ディズニーが「権利主張」の態度を軟化させた理由

いまではディズニーは、筋金入りのファンが運営する無数の小さなオンラインストアが、ディズニーのキャラクターをつけたTシャツやボタン、ピンバッジ、ワッペン、アクセサリーその他諸々のアイテムを販売することを非公式に容認している。

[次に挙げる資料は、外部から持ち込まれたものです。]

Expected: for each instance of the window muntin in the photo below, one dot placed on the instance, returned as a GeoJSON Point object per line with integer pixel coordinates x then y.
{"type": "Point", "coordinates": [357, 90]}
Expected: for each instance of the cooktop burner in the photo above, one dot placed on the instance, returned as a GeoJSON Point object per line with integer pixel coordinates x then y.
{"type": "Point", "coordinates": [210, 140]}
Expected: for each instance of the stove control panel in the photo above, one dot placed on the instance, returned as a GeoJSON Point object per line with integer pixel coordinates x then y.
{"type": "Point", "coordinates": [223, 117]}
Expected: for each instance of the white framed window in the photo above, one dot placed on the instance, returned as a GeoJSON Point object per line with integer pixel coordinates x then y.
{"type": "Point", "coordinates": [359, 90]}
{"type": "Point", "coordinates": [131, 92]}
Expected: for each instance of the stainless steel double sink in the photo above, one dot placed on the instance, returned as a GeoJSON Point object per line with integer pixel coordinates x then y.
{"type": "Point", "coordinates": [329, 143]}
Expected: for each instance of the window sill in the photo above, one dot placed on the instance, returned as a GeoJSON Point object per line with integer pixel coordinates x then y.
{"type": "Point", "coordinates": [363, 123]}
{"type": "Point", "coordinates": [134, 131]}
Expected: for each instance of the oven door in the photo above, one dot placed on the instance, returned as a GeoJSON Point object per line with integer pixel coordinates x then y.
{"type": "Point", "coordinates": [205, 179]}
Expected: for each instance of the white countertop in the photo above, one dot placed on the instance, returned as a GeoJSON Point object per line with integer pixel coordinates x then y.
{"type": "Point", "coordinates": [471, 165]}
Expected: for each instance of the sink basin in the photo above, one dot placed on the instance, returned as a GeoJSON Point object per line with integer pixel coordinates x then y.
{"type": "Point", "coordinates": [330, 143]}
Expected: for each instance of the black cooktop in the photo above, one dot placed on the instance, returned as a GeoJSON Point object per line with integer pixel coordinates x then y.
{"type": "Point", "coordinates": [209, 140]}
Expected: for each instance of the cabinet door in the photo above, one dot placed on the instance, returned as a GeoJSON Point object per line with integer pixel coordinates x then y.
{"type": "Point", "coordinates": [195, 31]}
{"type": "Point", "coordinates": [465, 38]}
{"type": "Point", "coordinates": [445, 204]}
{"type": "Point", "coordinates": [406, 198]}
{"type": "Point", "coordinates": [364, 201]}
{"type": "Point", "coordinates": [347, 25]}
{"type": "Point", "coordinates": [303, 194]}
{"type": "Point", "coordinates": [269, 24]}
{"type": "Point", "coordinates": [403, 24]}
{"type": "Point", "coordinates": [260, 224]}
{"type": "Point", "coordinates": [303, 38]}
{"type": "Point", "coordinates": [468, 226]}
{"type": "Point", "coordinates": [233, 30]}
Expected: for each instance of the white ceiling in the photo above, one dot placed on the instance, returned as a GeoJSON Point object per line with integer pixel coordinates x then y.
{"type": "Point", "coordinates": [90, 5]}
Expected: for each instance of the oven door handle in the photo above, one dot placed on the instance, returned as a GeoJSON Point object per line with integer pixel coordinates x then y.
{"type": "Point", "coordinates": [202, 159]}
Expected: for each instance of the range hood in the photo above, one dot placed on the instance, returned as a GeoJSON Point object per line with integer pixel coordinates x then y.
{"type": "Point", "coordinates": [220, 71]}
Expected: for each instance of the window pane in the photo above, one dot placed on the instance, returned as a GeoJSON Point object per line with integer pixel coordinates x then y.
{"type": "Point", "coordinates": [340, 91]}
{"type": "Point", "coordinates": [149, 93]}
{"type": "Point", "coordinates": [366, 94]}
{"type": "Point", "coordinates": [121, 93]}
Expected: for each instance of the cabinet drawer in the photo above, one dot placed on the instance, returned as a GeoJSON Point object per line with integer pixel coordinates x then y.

これらの店は、ディズニーにライセンス料を1セントたりとも払っていない。

ディズニーはなぜ偽物を容認する戦術に転換したのか。ファンが無許可で作る25ドルのTシャツを着た人たちがディズニーランドへ繰り出し、高い入園料を払い、一日中そこで過ごして大散財してくれると気づいたからだ。

マイケル・ヘラー、ジェームズ・ザルツマン『Mine! 私たちを支配する「所有」のルール』(早川書房)
マイケル・ヘラー、ジェームズ・ザルツマン『Mine! 私たちを支配する「所有」のルール』(早川書房)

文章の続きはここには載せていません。